You're looking at Less Wrong's discussion board. This includes all posts, including those that haven't been promoted to the front page yet. For more information, see About Less Wrong.

RobbBB comments on What do professional philosophers believe, and why? - Less Wrong Discussion

31 Post author: RobbBB 01 May 2013 02:40PM

You are viewing a comment permalink. View the original post to see all comments and the full post content.

Comments (249)

You are viewing a single comment's thread. Show more comments above.

Comment author: Jack 01 May 2013 03:51:13PM 15 points [-]

Philosophers working in decision theory are drastically worse at Newcomb than are other philosophers, two-boxing 70.38% of the time where non-specialists two-box 59.07% of the time (normalized after getting rid of 'Other' answers). Philosophers of religion are the most likely to get questions about religion wrong — 79.13% are theists (compared to 13.22% of non-specialists), and they tend strongly toward the Anti-Naturalism cluster. Non-aestheticians think aesthetic value is objective 53.64% of the time; aestheticians think it's objective 73.88% of the time. Working in epistemology tends to make you an internalist, philosophy of science tends to make you a Humean, metaphysics a Platonist, ethics a deontologist.

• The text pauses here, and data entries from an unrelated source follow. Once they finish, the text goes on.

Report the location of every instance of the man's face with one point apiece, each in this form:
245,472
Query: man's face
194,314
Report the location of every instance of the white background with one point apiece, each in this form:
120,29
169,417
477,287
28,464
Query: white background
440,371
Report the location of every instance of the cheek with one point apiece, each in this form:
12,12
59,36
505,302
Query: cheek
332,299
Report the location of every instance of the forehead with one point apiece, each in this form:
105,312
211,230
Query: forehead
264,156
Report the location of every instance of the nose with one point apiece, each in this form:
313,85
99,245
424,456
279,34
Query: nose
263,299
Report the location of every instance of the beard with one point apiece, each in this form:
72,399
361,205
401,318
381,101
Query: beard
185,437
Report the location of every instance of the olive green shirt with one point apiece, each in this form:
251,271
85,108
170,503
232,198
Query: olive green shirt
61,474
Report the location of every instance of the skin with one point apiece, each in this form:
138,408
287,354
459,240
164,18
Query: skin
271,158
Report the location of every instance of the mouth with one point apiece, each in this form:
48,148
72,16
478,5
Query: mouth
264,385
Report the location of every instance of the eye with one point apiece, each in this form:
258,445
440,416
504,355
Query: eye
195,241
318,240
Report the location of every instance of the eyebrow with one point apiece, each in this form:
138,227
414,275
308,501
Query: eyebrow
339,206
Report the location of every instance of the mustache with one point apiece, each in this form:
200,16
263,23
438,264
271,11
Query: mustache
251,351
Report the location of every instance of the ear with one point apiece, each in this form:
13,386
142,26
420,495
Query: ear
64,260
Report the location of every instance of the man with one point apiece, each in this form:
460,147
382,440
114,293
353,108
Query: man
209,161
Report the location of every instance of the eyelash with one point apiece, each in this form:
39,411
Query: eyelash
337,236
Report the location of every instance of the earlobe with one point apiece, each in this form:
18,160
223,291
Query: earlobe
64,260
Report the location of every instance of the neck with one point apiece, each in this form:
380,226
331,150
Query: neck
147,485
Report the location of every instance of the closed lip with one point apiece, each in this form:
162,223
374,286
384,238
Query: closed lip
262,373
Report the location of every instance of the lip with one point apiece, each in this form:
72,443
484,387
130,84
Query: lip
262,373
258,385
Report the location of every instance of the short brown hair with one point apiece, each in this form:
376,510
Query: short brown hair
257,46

If you don't believe something exists it is unlikely that you are going to dedicate your life to studying it. This explains the theism, aesthetic objectivism and the Platonism. Similarly, if you believe a question has a very simple answer that does not need to be fleshed out you are unlikely to dedicate your life to answering it. This explains the deontology and the internalism. And Humeanism is still a minority view among philosophers of science (I also wonder if Humeans about laws exactly overlap with Humeans about causality-- I suspect some of the former might not hold the latter view).

I would also be hesitant to assume LW is more likely to be right about these matters when they aren't things LW has thought much about. E.g. I'm pretty modern Platonism is actually true.

Comment author: RobbBB 01 May 2013 04:12:55PM *  7 points [-]

It probably explains theism -- if you don't take the arguments seriously, you'll more likely want to study religion anthropologically rather than argue it out philosophically -- but I don't see why one couldn't study aesthetics as 'subjective' (whatever precisely that means), or metaphysics as a skeptic. (In fact, many do each of those things. Just not most.) I guess I can see how devoting your whole life's work to destroying illusions could be a downer for some, though.

I agree LW hasn't thought enough about most of these issues to reach a solid, vetted assessment. I'm mostly interested in what these doctrines say about underlying methodology, as a canary in a coalmine. I'm rather less interested in seeing LW and Academic Philosophy duke it out to see who happens to be right on specialized, arcane, mostly not-very-important debates. How many philosophers are epistemic externalists only really matters inasmuch as it's symptomatic of general professional standards and methodology.

Comment author: Jack 01 May 2013 04:17:08PM 3 points [-]

but I don't see why one couldn't study aesthetics as 'subjective' (whatever precisely that means), or metaphysics as a skeptic. (In fact, many do each of those things. Just not most.) I guess I can see how devoting your whole life's work to destroying illusions could be a downer, though.

Subjective aesthetics is probably more the realm of psychology (unless it is so subjective that you can't study it). But I'm obviously not saying only Platonists would want to study metaphysics. I'm just saying that the selection effect is sufficient to explain the differences in positions between specialists and non-specialists.